I Am Moana

Disney Moana Movie Movie Review Pacific Island


Photo Credit: Slant Magazine

When I was a teenager, my favourite cartoon was Pocahontas.  I watched it at the movies, I bought the video and the CD, which I listened to regularly and sat in my room singing along to the lyrics.  I may or may not still sit and have a Pocahontas sing along once a year.  I felt such a strong connection to Pocahontas at that time.  I have no Native American heritage, so there was no direct correlation for this bond.  I didn’t have a forbidden love or a pet raccoon, so the connection wasn’t because I could relate to what Pocahontas was experiencing.  My connection was based solely on the fact that she looked like me.  Yes, there is the slight difference in height, weight and hair type, but we shared the same skin tone and at that time in my life that was almost unheard of.

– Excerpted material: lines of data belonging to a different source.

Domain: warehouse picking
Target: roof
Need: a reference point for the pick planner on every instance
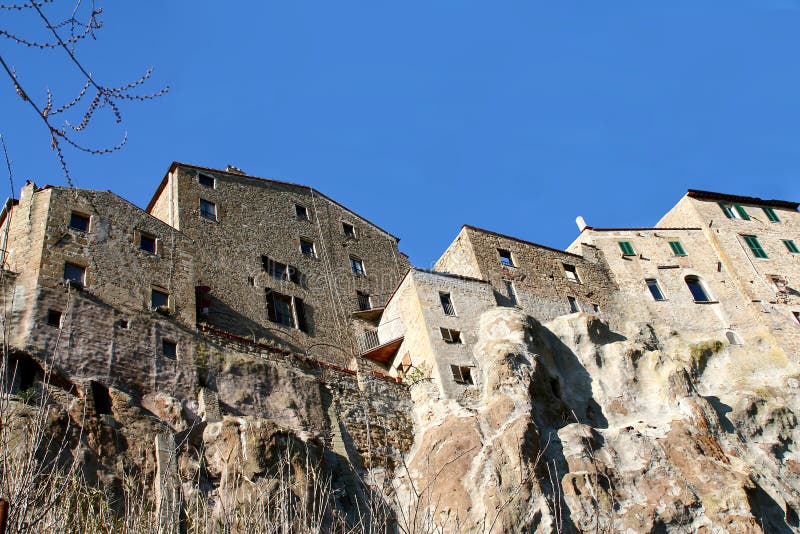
(518, 240)
(238, 174)
(710, 195)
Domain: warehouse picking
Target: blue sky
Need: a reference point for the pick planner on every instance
(515, 116)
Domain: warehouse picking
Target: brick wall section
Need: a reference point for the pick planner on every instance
(257, 217)
(538, 275)
(752, 275)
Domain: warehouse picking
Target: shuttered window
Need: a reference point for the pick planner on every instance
(755, 246)
(677, 248)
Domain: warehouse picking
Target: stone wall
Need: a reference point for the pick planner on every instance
(256, 218)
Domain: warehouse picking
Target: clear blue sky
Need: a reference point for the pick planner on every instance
(422, 116)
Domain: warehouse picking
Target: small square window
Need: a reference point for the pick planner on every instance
(571, 273)
(357, 266)
(677, 248)
(573, 305)
(627, 248)
(79, 222)
(505, 257)
(147, 243)
(169, 349)
(655, 289)
(450, 336)
(364, 301)
(158, 299)
(771, 215)
(74, 273)
(208, 210)
(206, 180)
(307, 248)
(461, 374)
(447, 304)
(54, 318)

At that time the world offered me movies and television featuring white people or stereotypical African American gang bangers and kung fu fighters.  There were no shortish women with thick thighs, curly hair and honey brown skin that I could relate to, but Pocahontas was the next best thing.

Movie Ticket

I recently watched Moana with my family.  By family I mean my mum, my adult siblings and partners and all our children.  We took up two rows and even had a special ticket because our group was so big.  My connection to Moana was more than sharing similar physical qualities; we are both very beautiful.  As a Pacific Islander Moana shared similar legends, the island life, family relations, food, pets, a love of the ocean and a history of voyaging ancestors.  When I watched the cartoon, I was Moana not just the girl who saw a pretty brown face on the screen and thought aww cool. 

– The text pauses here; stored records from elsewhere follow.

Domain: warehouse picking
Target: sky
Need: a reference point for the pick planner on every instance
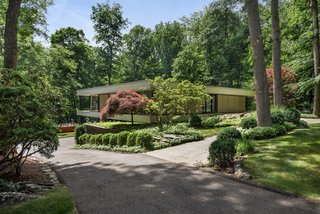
(148, 13)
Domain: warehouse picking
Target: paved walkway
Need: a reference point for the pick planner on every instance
(189, 154)
(107, 182)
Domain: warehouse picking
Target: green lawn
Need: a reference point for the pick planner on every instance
(56, 201)
(66, 134)
(289, 162)
(208, 132)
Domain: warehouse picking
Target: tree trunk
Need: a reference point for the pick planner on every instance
(260, 79)
(131, 117)
(10, 34)
(315, 27)
(276, 55)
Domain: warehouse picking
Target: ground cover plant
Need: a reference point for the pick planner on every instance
(57, 200)
(290, 162)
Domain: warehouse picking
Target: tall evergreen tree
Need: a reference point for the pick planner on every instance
(260, 79)
(316, 55)
(276, 55)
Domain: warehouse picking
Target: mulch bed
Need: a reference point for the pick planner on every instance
(31, 171)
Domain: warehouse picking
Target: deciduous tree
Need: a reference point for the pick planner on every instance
(124, 102)
(108, 24)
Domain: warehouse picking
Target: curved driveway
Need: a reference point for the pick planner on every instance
(107, 182)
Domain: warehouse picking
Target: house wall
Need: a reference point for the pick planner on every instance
(102, 100)
(231, 104)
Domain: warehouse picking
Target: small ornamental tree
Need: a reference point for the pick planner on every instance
(124, 102)
(29, 105)
(171, 98)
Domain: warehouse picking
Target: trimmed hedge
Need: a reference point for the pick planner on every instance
(122, 138)
(79, 131)
(210, 122)
(144, 140)
(289, 126)
(195, 121)
(248, 122)
(222, 152)
(277, 117)
(229, 134)
(292, 115)
(259, 133)
(113, 140)
(244, 147)
(85, 138)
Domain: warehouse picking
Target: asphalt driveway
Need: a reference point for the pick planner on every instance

When we returned home the children sang the songs they heard and recited the movie lines.  Then they asked questions about the legends of the Pacific, how they sailed without a GPS and if we were related to the Rock.  Not only did they relate to Moana, but the movie was a catalyst to them wanting to learn more about who they are and where they came from.

Whether we are Samoan, Tongan, Tokelauan, Maori or Hawaiian we should all be proud of our Pacific heritage and strive to use the Moana movie as a starting point for learning and teaching opportunities to ensure our cultures continue in whichever land we have voyaged to. 

Morwenna Petaia

I am Morwenna of Samoa and I am the future of our island, are you?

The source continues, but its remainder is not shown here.